Meet Shantanea Walker
Year: Junior | Major: Exercise Physiology | Hometown: Columbus, GA
If you could share an afternoon with anyone, who would it be and why?
“I would love to meet Fannie Lou Hammer, Daisy Bates, and any of the old original feminists who started pushing things. I would love to just have a conversation about the hardships they had to go through but also the fire that they had for it.”
What do you feel like your role is as a feminist in the world today? What are the things you’re pushing for?
“One of my main things is equality within women. I think that’s where it starts. We can’t expect men or other people to want to make us their equals when we as women tear each other down every chance that we get. Not saying that I don’t do it because I do it from time to time, but I like to do a reality check and just say, ‘Ok, her winning doesn’t decrease my success, and my success doesn’t have to decrease hers.’”
Is there a saying or quote that you like to live by?
“My favorite quote is by Nelson Mandela, and it is, ‘Lead from the back, and let others believe they’re in the front.’ I like that quote a lot because I think that all too often we don’t give our praises to those in the background, who are really the foundation for events or things like that. I’m also the type of person who doesn’t like the attention to be on me for long periods of time. My face gets red and I get all flustered. But I really like to be involved. I love to do different things on campus, but if I could be in the background working, that’s more of my comfort zone. One thing I love about VSU is that I have the opportunity to get a little bit of both. I’ve been in the forefront, and now I’m in the background.”
If you could do anything with your life, and you knew that you could not fail and that money was no object, what would you do and why?
“Oh that’s easy. I would be a performer. I sing all day, every day, and I don’t have the talent. If I knew that I could make music and it would be 100 percent successful, I would travel across the world and sing my heart out.”
Who is your favorite band or artist?
“I go through these different phases where I have favorite artists over time. So right now, Tori Kelly just dropped a gospel album, and it is the most beautiful album I’ve ever heard. I would definitely say she’s my favorite female artist right now.”
What is your most memorable experience at VSU?
“My most memorable experience at VSU would probably be the pageant I won in the spring. I am the Delta Phi Chapter of Iota Phi Theta Fraternity, Incorporated’s 2018 Miss Class and Culture. Prior to it, I would have not done a pageant. On the surface, when I didn’t know more about pageants, I didn’t like what they stood for.

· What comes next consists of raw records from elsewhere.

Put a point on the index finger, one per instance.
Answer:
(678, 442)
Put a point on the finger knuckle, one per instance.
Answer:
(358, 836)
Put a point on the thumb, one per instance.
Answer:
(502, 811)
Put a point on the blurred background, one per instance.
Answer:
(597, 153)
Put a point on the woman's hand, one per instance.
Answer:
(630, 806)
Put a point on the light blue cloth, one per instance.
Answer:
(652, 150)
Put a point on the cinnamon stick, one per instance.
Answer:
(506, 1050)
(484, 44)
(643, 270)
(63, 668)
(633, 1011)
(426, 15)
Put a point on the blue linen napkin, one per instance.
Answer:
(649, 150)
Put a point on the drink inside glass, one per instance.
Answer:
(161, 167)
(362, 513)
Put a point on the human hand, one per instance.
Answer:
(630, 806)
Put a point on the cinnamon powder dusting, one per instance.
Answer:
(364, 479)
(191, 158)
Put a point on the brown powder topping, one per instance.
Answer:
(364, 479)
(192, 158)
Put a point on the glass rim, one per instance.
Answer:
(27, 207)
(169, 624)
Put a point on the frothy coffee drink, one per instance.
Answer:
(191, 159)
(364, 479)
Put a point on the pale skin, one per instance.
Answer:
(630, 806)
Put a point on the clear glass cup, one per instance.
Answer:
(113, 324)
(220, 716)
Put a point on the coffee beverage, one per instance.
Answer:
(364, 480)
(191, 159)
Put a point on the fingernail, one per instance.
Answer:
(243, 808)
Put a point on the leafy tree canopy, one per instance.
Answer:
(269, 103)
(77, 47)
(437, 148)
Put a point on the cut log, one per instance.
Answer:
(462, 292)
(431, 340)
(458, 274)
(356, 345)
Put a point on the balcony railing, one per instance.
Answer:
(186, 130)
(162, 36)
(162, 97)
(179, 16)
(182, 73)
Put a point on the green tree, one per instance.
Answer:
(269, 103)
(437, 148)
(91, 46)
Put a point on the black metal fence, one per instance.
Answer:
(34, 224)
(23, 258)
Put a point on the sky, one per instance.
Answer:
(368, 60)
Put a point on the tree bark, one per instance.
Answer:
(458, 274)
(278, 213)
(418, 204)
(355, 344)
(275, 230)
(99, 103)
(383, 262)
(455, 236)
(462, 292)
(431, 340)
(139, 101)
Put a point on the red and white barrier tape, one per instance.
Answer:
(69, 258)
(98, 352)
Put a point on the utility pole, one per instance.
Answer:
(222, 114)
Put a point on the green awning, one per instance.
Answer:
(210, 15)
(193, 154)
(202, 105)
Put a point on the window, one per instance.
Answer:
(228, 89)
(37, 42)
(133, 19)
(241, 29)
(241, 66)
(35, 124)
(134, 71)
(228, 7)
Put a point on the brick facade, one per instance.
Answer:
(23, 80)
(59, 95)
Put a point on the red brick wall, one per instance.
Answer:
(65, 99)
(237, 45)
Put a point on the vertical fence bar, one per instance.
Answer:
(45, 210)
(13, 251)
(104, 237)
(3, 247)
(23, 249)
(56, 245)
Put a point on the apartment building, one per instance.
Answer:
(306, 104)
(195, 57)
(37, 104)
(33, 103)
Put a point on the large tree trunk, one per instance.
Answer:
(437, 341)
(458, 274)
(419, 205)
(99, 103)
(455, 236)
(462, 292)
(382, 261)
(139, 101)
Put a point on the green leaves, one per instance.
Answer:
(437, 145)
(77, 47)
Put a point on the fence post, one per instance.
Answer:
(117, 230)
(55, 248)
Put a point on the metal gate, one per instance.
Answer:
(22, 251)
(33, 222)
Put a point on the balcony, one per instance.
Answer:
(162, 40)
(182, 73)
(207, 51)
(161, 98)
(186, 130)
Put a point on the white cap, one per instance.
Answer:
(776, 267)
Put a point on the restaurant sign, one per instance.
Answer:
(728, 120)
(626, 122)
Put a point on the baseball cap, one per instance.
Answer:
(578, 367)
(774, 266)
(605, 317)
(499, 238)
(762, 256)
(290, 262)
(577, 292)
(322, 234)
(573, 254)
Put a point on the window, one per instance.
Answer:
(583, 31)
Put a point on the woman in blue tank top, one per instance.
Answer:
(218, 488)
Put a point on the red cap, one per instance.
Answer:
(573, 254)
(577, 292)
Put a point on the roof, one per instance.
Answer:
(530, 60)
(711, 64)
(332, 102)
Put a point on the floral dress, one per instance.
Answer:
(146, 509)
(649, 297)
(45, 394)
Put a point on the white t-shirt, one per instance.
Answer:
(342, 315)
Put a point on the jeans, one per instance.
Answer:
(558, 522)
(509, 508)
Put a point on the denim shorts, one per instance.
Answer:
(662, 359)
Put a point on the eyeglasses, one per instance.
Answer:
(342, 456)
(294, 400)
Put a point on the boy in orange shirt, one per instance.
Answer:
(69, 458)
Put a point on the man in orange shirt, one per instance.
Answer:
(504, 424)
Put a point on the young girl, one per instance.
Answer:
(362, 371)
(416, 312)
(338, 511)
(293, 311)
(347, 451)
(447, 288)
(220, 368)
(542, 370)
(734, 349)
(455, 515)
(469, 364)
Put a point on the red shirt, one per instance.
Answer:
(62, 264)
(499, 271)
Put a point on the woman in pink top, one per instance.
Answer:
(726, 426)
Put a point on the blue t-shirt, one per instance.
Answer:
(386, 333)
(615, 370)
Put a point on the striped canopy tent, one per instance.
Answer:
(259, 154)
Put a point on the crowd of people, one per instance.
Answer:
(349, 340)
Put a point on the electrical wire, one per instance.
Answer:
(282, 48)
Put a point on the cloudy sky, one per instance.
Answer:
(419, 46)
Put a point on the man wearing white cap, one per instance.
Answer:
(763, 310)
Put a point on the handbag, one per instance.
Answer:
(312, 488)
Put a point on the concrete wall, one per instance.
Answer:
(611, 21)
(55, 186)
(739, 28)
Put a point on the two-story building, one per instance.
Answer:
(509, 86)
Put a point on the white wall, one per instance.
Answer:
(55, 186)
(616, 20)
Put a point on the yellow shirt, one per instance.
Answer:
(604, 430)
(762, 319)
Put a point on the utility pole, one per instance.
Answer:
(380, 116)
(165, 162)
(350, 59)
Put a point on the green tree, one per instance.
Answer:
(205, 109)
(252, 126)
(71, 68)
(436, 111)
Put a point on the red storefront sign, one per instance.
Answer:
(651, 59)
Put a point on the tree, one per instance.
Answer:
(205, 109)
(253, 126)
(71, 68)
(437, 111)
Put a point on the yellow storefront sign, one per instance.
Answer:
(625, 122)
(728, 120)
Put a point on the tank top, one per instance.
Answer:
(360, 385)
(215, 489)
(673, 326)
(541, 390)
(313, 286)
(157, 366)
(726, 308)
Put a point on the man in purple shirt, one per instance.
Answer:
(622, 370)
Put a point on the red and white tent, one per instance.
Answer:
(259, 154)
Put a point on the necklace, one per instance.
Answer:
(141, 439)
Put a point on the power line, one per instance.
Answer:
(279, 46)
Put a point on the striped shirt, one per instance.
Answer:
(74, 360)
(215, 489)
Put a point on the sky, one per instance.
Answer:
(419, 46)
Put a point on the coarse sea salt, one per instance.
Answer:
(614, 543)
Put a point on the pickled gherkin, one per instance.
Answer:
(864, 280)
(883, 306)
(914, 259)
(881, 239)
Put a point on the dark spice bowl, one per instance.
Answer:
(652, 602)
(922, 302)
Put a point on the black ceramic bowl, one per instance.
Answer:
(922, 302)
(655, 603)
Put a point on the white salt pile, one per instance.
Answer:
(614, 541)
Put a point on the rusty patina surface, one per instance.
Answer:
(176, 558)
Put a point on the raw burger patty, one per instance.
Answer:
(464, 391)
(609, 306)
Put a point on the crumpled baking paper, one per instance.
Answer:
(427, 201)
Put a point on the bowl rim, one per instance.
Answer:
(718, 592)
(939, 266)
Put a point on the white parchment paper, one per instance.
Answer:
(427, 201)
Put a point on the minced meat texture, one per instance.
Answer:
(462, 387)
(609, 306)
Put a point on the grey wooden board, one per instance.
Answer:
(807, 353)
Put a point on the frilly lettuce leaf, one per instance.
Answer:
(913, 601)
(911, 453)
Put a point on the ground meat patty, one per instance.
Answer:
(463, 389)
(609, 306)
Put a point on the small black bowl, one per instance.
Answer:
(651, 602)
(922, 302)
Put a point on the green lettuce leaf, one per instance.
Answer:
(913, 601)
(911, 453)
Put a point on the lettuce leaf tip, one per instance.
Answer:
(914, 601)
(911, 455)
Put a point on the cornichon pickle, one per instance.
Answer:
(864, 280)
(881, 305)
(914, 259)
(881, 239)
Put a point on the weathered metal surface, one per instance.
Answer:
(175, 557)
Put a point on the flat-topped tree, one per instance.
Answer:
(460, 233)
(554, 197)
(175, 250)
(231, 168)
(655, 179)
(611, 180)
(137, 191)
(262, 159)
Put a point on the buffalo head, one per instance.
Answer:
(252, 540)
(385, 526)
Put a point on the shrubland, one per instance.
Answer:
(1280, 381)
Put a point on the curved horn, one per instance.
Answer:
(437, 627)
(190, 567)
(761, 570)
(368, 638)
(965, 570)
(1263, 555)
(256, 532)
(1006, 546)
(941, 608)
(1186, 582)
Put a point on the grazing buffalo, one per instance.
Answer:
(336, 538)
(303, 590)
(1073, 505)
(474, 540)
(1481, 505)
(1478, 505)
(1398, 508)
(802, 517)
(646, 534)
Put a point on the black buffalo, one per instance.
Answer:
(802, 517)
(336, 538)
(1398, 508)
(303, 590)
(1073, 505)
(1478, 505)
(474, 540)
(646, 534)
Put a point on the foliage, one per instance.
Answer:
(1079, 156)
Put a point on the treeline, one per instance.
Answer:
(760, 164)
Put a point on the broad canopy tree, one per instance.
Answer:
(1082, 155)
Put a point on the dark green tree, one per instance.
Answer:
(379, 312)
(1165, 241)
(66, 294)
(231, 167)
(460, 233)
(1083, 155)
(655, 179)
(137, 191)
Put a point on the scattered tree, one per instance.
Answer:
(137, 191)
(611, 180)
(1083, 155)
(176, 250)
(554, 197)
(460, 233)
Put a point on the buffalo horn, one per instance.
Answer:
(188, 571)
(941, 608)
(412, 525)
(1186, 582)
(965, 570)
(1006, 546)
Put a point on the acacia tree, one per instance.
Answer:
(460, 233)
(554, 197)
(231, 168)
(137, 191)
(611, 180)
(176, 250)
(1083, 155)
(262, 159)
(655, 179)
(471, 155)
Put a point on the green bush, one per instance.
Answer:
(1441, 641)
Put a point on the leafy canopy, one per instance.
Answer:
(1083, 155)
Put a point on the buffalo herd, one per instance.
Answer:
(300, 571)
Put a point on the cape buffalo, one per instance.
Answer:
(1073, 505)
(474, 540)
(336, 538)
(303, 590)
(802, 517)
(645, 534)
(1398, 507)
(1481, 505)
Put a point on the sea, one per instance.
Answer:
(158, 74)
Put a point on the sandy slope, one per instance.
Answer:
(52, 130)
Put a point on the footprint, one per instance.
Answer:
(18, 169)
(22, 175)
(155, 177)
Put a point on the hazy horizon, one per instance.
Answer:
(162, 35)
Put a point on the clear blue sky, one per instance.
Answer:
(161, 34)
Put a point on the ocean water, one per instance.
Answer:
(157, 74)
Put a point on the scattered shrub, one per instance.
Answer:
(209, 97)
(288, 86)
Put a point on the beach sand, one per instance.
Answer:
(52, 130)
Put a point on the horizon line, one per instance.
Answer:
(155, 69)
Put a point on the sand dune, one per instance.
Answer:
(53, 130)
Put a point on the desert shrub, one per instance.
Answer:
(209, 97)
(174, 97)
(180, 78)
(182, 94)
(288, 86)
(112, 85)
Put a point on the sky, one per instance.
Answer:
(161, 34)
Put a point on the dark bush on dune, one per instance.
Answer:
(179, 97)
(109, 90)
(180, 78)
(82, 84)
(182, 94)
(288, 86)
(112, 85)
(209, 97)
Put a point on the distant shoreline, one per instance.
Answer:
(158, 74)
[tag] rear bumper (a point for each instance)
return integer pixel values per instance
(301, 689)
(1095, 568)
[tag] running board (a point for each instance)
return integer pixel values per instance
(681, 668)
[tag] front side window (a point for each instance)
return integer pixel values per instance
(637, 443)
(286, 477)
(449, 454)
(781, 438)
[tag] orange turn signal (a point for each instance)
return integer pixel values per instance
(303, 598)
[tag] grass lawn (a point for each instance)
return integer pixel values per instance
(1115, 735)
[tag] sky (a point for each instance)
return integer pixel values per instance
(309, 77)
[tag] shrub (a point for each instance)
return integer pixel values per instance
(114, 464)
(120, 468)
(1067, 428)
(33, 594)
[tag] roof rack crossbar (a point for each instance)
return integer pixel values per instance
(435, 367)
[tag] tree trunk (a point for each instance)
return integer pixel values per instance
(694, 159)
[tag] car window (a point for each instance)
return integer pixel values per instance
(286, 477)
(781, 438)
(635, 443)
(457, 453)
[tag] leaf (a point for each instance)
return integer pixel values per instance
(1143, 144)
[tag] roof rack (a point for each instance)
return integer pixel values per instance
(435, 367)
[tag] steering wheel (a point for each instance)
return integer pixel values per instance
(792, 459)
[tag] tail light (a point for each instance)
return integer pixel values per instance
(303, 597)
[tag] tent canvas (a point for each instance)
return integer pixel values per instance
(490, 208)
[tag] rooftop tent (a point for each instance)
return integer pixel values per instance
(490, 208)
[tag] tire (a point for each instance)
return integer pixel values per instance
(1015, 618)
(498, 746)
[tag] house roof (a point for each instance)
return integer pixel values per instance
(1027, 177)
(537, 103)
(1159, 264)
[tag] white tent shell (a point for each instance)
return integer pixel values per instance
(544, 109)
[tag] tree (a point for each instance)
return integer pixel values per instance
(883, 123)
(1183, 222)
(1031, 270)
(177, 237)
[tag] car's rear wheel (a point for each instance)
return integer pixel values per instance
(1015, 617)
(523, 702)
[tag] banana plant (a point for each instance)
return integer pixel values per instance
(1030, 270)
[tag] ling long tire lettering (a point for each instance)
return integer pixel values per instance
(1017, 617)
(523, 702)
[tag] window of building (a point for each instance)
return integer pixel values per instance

I thought it was just us focusing on beauty and the correct body size and not the correct body size.”
“It was very nerve-racking, but I’m proud of myself because it taught me discipline and it definitely helped my confidence. I learned to walk with my head held high versus always looking at the ground. I grew as a person, and then I just so happened to have won and now I have a family with Iota and that’s great.”
If you could talk to your freshman self, what would you say?
“I would definitely say to calm down. I have a lot of bad anxiety. I worry about things a lot, even though, not to brag or anything, I’m very successful in what I do. I tend to worry about exams. I worry about events being successful. So I would tell myself then to start building in traits that would lower my anxiety so that I would have them now at 21 years old when I’m trying to figure out how to not stress about every little detail. I would definitely tell her you’re going to do great. You’re going to succeed. Just calm down.”
What is something you’re super passionate about?
“I am an exercise physiology major and an African-American studies minor. Prior to college, I was very good in history. I could spit out dates and facts. When I got to college and became an AFAM minor, I learned more African-American history that I wasn’t taught in high school. Something that kind of ignited a fire in me was that we aren’t taught that. Why aren’t we taught what African-Americans contributed to America, other than slavery? Becoming an AFAM minor and meeting with other AFAM minors, I’ve grown this passion for seeing other African-Americans, male or female, succeed and helping them to find their voice and to know their history. That’s something that I’m going to make sure my children know because I didn’t like the fact that I was 19 years old before I learned about certain aspects that African-Americans played a role in when forming America.”
For people who haven’t had that education in African-American history that you had, what would you want them to know?
“That African-American history does not start with slavery, contrary to what you are taught for years and through K-12. We originate from kings and queens. Our lineage starts in successful civilizations that we might not have known about, that we can still know about. So that would be where I start because I think that plays a huge role in the mentality of African-Americans today…like ‘Oh, well my ancestors struggled, so I’m going to struggle.’ No, we originated from somewhere extremely, extremely powerful that we built ourselves. And if you have that mindset, you can’t be defeated. There’s nothing that this world can say to you that will defeat you.”